Since UFE is relatively new, some OB-GYNE physicians are not well acquainted with the procedure. We are happy to provide your physician with more information. Our goal is to cooperate in your care.
What Is UFE?
UFE is performed by interventional radiologists, who work with gynecologists, to evaluate candidates for this procedure. Interventional radiologists use X-rays and other imaging techniques to see inside the body and guide micro-tools to treat conditions without surgery.

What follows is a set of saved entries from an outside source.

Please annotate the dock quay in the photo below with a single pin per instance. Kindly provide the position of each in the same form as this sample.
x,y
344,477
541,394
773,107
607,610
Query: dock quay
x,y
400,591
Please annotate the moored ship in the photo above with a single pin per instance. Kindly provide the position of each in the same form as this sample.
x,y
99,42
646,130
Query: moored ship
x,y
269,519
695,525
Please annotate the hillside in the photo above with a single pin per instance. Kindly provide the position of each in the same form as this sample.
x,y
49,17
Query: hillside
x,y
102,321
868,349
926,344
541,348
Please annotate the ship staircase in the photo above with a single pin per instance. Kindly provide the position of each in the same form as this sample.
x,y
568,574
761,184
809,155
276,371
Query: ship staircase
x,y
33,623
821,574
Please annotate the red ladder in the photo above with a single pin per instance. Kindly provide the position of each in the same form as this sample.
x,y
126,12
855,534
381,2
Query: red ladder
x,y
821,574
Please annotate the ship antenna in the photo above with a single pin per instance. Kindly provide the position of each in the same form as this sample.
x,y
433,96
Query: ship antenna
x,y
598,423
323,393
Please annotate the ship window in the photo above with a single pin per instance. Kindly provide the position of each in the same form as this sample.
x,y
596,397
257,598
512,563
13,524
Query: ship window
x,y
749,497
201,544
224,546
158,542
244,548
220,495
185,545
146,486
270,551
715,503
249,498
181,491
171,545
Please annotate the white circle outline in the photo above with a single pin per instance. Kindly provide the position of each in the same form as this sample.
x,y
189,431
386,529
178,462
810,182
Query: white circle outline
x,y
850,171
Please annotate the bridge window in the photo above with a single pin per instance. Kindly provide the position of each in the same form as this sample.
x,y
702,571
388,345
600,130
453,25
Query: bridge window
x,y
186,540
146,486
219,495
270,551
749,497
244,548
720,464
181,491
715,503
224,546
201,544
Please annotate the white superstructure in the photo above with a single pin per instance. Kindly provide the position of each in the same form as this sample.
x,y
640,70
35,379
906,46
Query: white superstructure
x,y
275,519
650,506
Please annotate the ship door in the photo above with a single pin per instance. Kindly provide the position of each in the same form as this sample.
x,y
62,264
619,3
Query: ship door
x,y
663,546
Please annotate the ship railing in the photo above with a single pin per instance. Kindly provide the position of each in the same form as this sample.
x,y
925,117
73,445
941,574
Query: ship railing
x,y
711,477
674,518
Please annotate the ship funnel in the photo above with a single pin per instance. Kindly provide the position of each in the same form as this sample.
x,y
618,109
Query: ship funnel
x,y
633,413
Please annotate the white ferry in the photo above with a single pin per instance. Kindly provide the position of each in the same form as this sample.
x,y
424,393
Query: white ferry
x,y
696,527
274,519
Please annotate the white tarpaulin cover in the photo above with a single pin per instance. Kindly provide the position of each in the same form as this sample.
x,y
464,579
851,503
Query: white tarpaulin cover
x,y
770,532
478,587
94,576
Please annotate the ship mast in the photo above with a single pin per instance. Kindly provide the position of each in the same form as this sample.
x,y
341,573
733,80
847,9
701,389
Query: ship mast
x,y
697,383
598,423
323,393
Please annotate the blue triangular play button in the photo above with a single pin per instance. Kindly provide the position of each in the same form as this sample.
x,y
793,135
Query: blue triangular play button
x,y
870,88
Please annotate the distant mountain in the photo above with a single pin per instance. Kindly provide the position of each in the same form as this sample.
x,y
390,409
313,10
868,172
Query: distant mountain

How Does This Procedure Work?
A tiny tube called a catheter is inserted into an artery at the top of the leg (Figure 1). Patients receive mild sedation and a numbing agent, so the procedure is not painful. The catheter is then guided into the uterine artery and an arteriogram (an X-ray in which a dye is injected into the blood vessels) is done to map the arteries feeding the fibroids."
Next, tiny particles are injected through the catheter and into the fibroids, cutting off their blood supply (Figure 2). The fibroids begin to shrink much as they do after menopause, but the uterus and ovaries are spared.
How Much Hospital Time Is Required?
Patients are observed for several hours in the hospital. About half of the patients are sent home that day and half stay overnight and go home in the morning. The fibroids will continue to shrink over the next several months.